The event at the Beverly Hilton brought other heavy hitters such as Brie Larson — clad in colorful Carolina Herrera — received the group’s Crystal Award for Excellence in Film. “It is the fierce female performances that came before me that made me be able to clearly identify for myself what it was that I wanted to do, what kind of artist I wanted to be, what kind of films I wanted to make,” Larson said before the show. “I guess now I’m in the room with them, and that’s really cool.”
Onstage, she bypassed the opportunity to thank a litany of family members and career support team to call for greater representation in the white male-dominated film critic community, calling for studios, networks and industry event brass to make concerted efforts to include women and minority journalists.
“Am I saying that I hate white dudes? No, I’m not. But what I’m saying is that if you make a movie love letter to women of color, there is an insanely low chance a woman of color will have the chance to see your movie and review your movie,” Larson said. “A good review can change your life. It changed mine.”
Accepting Max Mara’s Face of the Future award, actress Alexandra Shipp thanked the fashion brand (“My trips to Italy with Max Mara were epic, and I ate way too much spaghetti, and I’m not ashamed”), paid tribute to her mother and pointed to a crucial moment in her young life.
“I remember watching the 2002 Oscars when Halle Berry accepted her award as Best Actress, the first black woman to do so, and I finally saw someone who looked like me,” Shipp said. “That was the moment where I realized that my dream could become a reality, and that it could be something that’s tangible. And hopefully one day, I will have that same impact on little girls sitting at home with the same type of dream.”
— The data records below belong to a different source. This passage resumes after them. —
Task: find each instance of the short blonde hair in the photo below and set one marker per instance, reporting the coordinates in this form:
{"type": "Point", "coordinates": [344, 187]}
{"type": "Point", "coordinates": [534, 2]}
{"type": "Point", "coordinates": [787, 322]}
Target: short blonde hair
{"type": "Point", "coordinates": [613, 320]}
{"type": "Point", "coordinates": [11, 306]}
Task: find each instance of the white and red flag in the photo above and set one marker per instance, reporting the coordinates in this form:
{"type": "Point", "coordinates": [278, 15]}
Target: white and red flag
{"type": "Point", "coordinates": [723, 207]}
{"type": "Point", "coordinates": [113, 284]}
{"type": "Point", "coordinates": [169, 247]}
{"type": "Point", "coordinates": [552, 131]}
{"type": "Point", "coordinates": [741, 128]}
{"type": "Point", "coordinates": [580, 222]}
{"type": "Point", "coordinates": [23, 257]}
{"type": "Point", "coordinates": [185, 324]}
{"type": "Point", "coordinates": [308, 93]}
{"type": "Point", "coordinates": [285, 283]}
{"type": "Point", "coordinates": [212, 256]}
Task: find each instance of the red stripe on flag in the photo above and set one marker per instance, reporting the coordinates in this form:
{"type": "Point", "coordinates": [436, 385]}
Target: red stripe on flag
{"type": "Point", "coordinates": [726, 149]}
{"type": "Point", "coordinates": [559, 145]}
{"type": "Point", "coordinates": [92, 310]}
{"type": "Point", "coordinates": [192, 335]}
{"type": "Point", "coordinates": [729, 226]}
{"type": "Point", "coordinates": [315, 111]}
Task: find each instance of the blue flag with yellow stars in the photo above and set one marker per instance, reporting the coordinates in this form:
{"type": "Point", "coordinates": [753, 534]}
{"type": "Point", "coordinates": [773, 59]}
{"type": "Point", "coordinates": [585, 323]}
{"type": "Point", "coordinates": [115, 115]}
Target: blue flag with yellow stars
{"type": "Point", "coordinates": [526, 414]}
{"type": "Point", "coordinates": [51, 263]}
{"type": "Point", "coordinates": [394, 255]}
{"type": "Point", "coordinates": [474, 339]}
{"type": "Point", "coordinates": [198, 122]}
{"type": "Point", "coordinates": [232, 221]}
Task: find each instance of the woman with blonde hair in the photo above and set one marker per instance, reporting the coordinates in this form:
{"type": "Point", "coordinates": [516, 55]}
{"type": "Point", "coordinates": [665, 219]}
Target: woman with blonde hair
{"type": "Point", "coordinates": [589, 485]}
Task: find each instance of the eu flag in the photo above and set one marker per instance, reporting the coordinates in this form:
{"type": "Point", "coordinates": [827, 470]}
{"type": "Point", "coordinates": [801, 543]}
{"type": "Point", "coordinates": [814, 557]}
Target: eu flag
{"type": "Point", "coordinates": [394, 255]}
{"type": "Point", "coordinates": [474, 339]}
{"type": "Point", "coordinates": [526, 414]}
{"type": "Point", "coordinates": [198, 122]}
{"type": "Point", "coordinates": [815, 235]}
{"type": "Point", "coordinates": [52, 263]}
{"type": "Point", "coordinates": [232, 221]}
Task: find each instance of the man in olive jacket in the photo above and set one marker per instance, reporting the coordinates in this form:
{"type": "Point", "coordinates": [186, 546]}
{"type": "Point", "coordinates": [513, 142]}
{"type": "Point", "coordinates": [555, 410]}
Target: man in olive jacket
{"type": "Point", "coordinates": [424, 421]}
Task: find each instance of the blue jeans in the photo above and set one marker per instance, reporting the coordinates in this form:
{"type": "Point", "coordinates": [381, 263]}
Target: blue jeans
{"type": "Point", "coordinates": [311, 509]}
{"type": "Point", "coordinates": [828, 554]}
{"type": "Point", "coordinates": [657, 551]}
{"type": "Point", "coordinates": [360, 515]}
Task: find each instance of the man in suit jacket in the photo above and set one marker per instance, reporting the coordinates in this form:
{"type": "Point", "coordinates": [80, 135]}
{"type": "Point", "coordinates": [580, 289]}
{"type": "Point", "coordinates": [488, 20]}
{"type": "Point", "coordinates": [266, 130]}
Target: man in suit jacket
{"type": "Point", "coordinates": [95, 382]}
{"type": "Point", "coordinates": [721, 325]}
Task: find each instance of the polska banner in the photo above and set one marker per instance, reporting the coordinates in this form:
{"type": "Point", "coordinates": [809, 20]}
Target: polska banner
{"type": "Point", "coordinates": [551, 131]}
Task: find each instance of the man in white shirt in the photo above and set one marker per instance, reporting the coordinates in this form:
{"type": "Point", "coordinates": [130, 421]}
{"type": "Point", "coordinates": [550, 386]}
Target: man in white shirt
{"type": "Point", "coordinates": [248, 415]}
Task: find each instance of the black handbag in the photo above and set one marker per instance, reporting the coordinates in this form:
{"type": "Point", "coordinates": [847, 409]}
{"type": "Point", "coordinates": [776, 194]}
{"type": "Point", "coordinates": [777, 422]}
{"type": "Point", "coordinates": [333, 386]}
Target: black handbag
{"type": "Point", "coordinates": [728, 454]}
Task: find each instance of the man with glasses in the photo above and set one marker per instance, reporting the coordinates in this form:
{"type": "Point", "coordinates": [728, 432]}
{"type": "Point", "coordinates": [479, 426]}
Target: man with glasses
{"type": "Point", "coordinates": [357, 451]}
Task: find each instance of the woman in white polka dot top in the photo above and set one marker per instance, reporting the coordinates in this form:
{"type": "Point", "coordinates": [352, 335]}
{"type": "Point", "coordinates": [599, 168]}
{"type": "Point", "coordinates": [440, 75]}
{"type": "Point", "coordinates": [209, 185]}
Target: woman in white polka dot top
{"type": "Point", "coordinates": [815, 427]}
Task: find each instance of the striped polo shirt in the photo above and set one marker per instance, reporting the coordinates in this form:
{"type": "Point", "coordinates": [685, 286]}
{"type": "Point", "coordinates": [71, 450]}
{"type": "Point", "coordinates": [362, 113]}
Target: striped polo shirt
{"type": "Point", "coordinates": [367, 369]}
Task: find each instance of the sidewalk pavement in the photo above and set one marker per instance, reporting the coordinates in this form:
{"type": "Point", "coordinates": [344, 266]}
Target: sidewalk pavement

ABC president Channing Dungey, much in the news lately for canceling “Roseanne” after the series star’s racist tweet, was also honored, and in her acceptance speech, she obliquely hinted at what fueled her decision. “When we see things that are happening around us that are counter to our values and our beliefs, our actions must match our words,” Dungey said. “Now that’s not always easy to do, because these are complicated times, scary times in a lot of ways. But it’s also a very exciting time. In uncertain times opportunity exists. Opportunity can give us the chance to create meaningful and lasting change. And I do believe that change, big change, is afoot.”